Pool pauses when asked if he'd pray with followers of Islam, a faith he considers antagonistic and unforgiving.
"I don't think they would get the same meaning" from it, he says. "Not that they would feel offended, but … not comforted."
He tries to avoid a holier-than-thou air and — with patients, anyway — doesn't claim only certain believers get into heaven.
"It's not my job to get somebody to make certain decisions," Pool says. "All I can do is live a life that makes it appealing to somebody and then share it with them. If I share and they say, 'I'm not interested,' I say no problem and move on. But seeds can be sown that you never see the fruit of."
A success story
Smith's operation was a success. Six weeks later, Pool meets with him one last time.
"You're doing extremely well," Pool says. "I'm going to fade away now. You don't have to come back and see me."
"I'd be 6 feet under if it wasn't for you," Smith says.

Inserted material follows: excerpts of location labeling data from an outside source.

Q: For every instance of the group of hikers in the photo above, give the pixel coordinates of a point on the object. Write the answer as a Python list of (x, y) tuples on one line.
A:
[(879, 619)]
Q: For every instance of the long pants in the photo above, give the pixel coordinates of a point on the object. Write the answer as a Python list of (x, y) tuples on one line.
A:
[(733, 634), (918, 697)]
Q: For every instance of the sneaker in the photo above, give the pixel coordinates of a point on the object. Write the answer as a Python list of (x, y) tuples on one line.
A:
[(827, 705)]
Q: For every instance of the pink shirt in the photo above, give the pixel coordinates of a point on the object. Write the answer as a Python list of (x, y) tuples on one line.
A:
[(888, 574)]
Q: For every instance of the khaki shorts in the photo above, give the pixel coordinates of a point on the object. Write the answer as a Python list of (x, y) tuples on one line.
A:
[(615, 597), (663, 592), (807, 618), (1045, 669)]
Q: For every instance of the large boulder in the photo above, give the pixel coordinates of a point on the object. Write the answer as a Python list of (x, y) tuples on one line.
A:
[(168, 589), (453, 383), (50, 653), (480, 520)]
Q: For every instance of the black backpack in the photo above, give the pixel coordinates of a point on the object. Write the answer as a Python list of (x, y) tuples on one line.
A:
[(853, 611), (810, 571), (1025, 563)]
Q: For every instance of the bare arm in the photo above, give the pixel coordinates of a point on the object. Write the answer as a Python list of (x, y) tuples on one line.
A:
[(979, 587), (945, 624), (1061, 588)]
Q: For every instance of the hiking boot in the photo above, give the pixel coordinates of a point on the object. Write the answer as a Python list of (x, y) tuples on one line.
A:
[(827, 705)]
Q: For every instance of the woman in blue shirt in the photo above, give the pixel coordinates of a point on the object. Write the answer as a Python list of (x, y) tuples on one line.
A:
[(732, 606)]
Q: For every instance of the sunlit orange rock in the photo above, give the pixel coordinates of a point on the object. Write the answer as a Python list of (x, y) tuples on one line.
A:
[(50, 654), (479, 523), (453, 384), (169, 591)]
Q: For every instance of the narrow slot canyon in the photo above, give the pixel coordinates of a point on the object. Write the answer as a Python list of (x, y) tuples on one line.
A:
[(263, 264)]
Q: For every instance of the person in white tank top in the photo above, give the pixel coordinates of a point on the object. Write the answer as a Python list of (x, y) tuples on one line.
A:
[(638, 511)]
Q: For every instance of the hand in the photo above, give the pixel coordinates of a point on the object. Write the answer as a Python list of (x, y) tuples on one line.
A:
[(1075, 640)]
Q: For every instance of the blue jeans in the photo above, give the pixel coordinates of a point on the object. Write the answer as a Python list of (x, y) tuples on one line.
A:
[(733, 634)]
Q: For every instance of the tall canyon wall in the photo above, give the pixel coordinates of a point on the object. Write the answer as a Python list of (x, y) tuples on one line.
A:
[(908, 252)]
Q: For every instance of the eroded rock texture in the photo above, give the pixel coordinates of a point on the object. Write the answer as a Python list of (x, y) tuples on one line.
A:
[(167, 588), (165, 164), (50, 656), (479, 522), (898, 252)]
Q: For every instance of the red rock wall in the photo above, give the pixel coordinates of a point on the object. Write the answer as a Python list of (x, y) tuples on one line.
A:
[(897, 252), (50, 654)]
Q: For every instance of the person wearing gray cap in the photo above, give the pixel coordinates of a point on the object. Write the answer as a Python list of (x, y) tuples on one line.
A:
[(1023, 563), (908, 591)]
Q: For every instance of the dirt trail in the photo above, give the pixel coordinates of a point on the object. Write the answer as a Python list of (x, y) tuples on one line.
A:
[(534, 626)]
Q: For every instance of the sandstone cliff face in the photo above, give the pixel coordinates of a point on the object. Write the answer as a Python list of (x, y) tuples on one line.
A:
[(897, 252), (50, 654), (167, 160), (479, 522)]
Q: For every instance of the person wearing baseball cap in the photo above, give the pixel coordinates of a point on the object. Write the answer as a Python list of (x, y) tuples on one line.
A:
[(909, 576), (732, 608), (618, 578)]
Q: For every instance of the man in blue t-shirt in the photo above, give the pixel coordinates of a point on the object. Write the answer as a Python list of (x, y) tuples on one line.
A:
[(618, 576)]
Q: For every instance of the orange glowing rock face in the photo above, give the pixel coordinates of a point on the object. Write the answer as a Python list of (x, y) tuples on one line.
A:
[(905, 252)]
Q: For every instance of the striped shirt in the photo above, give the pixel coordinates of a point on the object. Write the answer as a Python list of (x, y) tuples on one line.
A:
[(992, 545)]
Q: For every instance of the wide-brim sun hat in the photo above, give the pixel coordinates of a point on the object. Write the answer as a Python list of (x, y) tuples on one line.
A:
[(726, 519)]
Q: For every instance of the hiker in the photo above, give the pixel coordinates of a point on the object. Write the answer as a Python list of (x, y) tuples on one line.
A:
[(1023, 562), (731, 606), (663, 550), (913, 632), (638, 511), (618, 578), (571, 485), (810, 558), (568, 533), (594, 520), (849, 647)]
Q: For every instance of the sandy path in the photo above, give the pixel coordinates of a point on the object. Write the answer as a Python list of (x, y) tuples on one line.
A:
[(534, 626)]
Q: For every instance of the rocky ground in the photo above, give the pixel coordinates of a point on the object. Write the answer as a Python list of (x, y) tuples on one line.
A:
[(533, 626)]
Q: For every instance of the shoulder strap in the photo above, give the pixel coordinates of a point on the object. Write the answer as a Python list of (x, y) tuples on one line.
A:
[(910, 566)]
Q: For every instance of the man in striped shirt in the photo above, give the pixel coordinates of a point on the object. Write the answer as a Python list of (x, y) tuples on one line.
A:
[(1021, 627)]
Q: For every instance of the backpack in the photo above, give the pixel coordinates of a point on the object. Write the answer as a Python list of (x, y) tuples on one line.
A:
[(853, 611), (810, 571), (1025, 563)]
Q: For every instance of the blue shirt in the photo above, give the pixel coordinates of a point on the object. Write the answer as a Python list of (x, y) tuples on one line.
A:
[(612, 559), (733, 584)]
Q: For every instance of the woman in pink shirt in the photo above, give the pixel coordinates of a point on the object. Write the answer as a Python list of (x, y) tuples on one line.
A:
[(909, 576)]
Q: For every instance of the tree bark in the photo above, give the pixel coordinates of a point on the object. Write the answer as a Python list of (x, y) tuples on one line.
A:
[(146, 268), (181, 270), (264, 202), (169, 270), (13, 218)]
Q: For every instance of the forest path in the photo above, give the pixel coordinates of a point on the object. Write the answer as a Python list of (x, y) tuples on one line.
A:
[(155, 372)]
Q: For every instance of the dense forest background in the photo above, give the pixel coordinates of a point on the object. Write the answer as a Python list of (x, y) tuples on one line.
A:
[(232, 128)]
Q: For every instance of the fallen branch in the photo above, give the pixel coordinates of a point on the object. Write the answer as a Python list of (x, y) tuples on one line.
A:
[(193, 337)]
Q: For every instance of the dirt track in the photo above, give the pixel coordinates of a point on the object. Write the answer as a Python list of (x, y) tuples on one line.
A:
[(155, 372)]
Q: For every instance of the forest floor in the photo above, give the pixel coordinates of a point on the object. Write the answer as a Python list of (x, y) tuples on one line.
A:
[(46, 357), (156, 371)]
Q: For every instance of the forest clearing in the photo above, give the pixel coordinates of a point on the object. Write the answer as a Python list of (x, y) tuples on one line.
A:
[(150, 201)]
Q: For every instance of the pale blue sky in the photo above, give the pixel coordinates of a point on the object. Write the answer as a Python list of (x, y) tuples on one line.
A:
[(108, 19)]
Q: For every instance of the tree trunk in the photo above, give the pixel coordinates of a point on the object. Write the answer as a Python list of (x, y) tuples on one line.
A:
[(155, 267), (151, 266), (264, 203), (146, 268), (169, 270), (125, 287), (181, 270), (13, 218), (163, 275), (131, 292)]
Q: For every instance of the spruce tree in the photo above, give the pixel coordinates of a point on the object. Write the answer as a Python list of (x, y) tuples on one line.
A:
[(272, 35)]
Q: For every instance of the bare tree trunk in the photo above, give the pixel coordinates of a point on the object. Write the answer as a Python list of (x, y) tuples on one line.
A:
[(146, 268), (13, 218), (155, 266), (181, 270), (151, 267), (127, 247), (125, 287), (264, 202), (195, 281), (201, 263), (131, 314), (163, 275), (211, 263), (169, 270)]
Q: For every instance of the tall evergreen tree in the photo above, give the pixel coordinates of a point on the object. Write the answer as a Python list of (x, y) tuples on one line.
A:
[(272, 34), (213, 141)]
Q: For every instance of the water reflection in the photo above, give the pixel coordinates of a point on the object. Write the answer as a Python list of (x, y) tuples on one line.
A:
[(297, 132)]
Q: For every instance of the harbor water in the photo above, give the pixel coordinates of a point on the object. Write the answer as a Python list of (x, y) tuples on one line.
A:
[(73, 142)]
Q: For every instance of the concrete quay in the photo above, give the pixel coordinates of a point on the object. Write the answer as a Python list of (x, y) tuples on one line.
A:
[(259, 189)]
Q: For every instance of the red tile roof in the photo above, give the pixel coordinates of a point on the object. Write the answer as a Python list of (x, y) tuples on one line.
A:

Pool dismisses the thought. "I'd like to say a prayer with you," he says.
Smith bows his head and closes his eyes.
"Lord," Pool begins, "thank you for getting Mr. Smith out of the hospital and getting him home. We ask that you continue that process of healing and give him a spring in his step once again. In Jesus' name we pray."
Smith is upbeat. He believes the gesture will help him get better. And in the end, that might be the most important thing of all.